The master plan has been four years in the making. Council members said they have delayed a vote until November because they are waiting for the county's Office of Legislative Oversight to report on what went wrong in Clarksburg.

"I think council members, and I'm one of them, are interested to know what the OLO's assessment is on why Clarksburg happened and what implications it will have on this type of development, which is at least as complicated or even more so," said council member Phil Andrews (D-Gaithersburg-Rockville).

An earlier version of the Shady Grove master plan called for an additional 4,800 homes, but planners thought there was room for more. Under the revised plan, apartments and condominiums would be built around the Metro station. Neighborhoods farther from the station would have a combination of apartments, condominiums, townhouses and houses.

Current residents in the area said they are open to more housing, but they want the plan to include additional parks and a community center. Putting so many homes in a compact area would clog roads and crowd schools, said Kay Guinane, co-president of the Greater Shady Grove Civic Alliance, a neighborhood group.

"You're supposed to create a sense of place and community," she said. "What they have done is create human warehouses."

Kumm said the proposal allows for the council to decide later if a community center should be built. It also includes a school, three parks, three ballfields, and five acres of fountains and sidewalks around the Metro station. Twenty percent of each development would be set aside for public use, such as gardens, she said.

Some council members said they worry that the Clarksburg controversy will be used as an excuse to delay efforts such as the Shady Grove master plan.

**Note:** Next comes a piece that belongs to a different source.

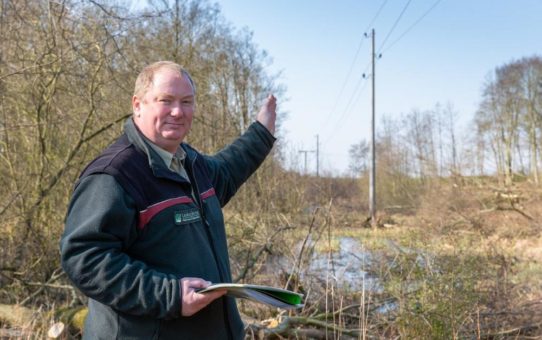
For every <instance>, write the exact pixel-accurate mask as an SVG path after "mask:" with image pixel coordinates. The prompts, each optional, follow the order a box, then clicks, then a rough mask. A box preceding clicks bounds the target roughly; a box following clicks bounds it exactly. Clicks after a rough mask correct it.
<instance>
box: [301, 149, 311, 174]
mask: <svg viewBox="0 0 542 340" xmlns="http://www.w3.org/2000/svg"><path fill="white" fill-rule="evenodd" d="M309 152H314V150H299V153H302V154H304V155H305V169H304V170H303V172H304V174H305V175H306V174H307V154H308V153H309Z"/></svg>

"This has nothing to do with Clarksburg," said council member Steven A. Silverman (D-At Large). "Clarksburg is about the failure to properly implement a master plan. It is not about smart planning."

Council members are talking about requiring Shady Grove builders to reduce by 50 percent the number of car trips that would be generated by their residential developments. One approach would be to run free shuttle buses to and from the Metro station.

The council also wants to set a strict schedule for when builders would have to complete certain requirements. If a company did not meet the deadlines, it would not be allowed to advance to the next stage, council members said.

"The Shady Grove plan is a new way of doing planning business in the county," said council member Nancy Floreen (D-At Large). "There are different rules for how a community can evolve."

There is at least one skeptic on the council. Andrews said he does not believe the community can handle the additional density and traffic.

"I think the [planning department] has gotten carried away with the desire to put housing around the Metro and given inadequate consideration to what is already there," Andrews said. "It's too much for a community that's already developed."

Labuda is also concerned. She has owned her house on Briardale Road off Shady Grove Road since 1972. She raised six children in the four-bedroom house with her husband. Back then, her road was unpaved, and the community was rural. Now Shady Grove Road has become one of the noisiest in the county, with trucks regularly driving to the nearby waste-transfer station.

She and some of her neighbors hope that they can persuade the council to make concessions. They want fewer houses and more amenities. "This is our final window of opportunity," she said.